The Austrian debate on Turkey - pre-2004
It is worth recalling that, until spring 2004, the positions of both major parties on Turkey remained open. In December 1999, outgoing SPO chancellor Viktor Klima had supported the EU Helsinki Council's decision to grant Turkey candidate status. Two days later, foreign minister Wolfgang Schussel told the Austrian press that "the candidate status of Turkey is welcomed because closer relations of the European Union with Turkey enhance the stability and security of Europe." In 2002, the SPO's Caspar Einem praised the Copenhagen Council's decision on Turkey.

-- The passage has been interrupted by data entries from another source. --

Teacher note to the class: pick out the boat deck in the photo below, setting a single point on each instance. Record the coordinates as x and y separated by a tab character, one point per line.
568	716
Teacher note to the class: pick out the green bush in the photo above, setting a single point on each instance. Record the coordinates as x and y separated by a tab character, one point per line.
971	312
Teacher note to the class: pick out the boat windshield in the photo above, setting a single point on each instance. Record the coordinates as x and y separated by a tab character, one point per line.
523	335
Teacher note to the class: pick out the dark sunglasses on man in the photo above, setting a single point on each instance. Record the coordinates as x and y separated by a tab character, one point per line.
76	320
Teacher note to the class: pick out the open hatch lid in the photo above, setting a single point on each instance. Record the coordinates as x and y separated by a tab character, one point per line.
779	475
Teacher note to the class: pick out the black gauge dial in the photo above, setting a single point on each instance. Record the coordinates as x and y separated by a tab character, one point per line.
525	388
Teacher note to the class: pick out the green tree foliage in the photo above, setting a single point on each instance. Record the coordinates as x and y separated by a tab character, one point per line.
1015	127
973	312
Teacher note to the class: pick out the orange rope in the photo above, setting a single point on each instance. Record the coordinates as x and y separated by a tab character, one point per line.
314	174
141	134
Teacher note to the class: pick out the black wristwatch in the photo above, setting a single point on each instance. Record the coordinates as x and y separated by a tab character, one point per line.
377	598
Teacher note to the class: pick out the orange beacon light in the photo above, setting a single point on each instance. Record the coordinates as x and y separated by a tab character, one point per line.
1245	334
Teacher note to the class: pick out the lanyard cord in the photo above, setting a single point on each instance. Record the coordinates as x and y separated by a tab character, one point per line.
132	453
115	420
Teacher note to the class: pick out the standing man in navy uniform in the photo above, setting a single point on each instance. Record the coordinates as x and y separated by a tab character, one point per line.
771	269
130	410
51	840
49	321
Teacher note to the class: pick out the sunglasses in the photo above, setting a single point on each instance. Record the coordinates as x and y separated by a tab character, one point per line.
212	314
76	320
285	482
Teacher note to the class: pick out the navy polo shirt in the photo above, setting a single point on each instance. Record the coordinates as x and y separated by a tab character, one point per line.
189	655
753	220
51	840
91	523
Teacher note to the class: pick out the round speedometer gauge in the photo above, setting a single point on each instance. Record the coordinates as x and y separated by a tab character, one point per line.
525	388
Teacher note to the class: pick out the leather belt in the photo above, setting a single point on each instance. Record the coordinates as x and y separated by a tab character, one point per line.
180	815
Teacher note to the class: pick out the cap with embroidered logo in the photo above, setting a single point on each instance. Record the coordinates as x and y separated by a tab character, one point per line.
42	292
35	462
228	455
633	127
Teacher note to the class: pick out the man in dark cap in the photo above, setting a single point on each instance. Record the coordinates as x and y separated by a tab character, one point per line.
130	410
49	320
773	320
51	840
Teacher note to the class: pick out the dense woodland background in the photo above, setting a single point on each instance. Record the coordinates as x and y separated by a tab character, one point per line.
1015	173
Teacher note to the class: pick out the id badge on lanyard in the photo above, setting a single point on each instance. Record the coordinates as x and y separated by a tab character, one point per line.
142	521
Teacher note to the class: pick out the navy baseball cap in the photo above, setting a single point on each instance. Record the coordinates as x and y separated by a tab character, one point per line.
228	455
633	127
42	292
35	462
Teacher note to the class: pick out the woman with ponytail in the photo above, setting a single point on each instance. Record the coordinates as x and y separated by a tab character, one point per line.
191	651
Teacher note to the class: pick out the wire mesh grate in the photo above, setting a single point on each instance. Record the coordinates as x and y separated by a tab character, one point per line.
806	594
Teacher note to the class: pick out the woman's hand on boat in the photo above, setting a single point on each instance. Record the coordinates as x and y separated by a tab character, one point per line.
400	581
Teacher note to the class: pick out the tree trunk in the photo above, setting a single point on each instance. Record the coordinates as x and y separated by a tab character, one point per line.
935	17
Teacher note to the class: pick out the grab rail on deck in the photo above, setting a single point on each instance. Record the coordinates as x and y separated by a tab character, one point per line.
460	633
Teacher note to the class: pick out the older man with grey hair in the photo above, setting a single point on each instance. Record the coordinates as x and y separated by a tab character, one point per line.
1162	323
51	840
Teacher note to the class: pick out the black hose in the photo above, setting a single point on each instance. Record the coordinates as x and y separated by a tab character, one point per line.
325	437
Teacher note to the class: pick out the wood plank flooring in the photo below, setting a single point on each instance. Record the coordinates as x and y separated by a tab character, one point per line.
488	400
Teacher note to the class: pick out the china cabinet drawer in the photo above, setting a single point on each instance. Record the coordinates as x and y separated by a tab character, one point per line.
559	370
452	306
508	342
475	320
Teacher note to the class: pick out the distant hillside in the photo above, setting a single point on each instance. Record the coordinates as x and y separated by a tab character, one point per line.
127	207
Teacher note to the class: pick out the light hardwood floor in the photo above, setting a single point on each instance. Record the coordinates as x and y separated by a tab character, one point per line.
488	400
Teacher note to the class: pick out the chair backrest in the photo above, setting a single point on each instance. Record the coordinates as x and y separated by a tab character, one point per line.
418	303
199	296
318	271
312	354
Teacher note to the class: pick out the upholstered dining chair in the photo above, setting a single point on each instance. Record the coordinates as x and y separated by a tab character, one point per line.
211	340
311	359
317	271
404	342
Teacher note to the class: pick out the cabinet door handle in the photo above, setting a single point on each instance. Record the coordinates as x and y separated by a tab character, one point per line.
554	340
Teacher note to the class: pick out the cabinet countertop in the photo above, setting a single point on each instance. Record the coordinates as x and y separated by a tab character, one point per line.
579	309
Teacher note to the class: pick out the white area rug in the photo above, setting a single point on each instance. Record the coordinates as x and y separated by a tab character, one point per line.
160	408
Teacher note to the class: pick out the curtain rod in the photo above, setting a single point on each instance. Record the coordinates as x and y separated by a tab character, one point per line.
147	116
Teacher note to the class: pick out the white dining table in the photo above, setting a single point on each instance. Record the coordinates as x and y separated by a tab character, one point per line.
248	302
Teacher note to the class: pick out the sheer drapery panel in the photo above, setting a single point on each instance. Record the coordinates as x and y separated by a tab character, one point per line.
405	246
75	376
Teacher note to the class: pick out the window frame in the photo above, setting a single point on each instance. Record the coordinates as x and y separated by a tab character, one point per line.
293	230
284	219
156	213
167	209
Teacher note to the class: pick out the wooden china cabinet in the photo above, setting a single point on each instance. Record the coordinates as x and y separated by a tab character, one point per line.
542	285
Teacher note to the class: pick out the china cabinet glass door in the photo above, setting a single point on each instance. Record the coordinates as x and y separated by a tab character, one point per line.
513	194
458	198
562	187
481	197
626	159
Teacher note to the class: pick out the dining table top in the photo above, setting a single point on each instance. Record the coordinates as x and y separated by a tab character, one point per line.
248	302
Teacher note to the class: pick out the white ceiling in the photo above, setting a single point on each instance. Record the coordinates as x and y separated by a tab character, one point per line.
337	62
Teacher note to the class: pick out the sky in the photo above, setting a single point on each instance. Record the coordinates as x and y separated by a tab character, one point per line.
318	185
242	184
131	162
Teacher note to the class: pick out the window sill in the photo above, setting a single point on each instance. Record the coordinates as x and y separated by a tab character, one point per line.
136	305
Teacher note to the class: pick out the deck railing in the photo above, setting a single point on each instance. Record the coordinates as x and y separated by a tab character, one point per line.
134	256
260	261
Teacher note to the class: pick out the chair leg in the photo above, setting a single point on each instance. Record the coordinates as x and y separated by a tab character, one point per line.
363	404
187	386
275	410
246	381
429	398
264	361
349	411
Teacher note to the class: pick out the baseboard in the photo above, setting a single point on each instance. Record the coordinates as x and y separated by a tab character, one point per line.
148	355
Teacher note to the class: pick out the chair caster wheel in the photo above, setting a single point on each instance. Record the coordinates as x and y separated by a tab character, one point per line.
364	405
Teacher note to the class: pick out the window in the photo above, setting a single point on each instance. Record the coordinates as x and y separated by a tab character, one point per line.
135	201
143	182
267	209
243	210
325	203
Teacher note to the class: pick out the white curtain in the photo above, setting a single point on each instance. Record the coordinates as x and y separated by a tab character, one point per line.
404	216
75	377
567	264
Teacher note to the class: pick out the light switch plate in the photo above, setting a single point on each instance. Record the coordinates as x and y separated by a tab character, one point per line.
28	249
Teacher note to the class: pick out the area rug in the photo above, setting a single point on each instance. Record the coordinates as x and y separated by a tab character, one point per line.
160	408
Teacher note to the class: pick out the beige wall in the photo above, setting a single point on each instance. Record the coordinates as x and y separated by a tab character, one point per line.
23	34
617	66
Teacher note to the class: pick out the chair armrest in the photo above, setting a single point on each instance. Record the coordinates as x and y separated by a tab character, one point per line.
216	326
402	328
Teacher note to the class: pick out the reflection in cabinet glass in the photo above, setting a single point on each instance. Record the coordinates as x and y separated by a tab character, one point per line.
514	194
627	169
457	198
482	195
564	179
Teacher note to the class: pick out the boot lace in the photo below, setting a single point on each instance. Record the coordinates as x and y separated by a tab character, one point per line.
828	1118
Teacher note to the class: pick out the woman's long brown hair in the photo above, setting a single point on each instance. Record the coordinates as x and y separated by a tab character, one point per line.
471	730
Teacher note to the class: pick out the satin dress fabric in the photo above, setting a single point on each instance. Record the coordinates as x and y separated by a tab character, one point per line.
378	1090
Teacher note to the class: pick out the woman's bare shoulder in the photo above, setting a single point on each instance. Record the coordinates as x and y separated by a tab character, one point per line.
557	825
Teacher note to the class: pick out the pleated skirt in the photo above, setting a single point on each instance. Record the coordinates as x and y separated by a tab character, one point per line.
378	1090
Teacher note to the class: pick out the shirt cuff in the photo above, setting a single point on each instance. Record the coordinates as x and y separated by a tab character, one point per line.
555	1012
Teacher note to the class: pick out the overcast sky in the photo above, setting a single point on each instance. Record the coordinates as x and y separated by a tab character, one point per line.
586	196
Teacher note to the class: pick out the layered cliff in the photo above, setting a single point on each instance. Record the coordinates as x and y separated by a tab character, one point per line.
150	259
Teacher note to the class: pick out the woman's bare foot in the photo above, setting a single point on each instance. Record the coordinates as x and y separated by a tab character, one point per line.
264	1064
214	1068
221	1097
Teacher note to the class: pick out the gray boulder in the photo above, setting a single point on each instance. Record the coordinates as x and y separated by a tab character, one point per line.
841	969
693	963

"We should accept that Turkey is now on its way towards Europe. We have already lost a lot of chances in our neighbouring countries, because we (Austrians), once it came to the crunch, turned into fearful sceptics rather than friends… We should do it better this time. Let's develop a special and close partnership with Turkey. This will also help once Turkey has joined the EU."
Since the Helsinki summit in December 1999, when Turkey was granted candidate status, two different Austrian chancellors, two heads of state and three foreign ministers have supported EU decisions on Turkey (Helsinki 1999, Copenhagen 2002, Brussels 2004, Luxemburg 2005). In 2002, chancellor Schussel stated before the Copenhagen summit that:
"the (European) Council should not overrule the Commission out of political reasons… One should stick to the existing procedure, with the Commission regularly presenting progress reports and allowing for judgment whether the political criteria were fulfilled according to objective status reports… The principal question whether Turkey shall become an EU member was already decided upon, since that country had been granted candidate status."
On 4 May 2004 Die Presse wrote that, in Austria, all the main parties were internally divided over Turkey. According to a Hürriyet article from 28 June 2004, even SPO leader Alfred Gusenbauer sent supportive signals to Austrian Turks:
"Gusenbauer says the SPO has always supported Turkish EU accession… While he still thinks the EU is not ready at this point, this would be no obstacle to start negotiations which would only lead to membership in ten years."
Until June 2005, the FPO's Jorg Haider also argued in favour of Turkish accession. For this he was attacked by his own party, who dismissed Haider's view as an "isolated voice."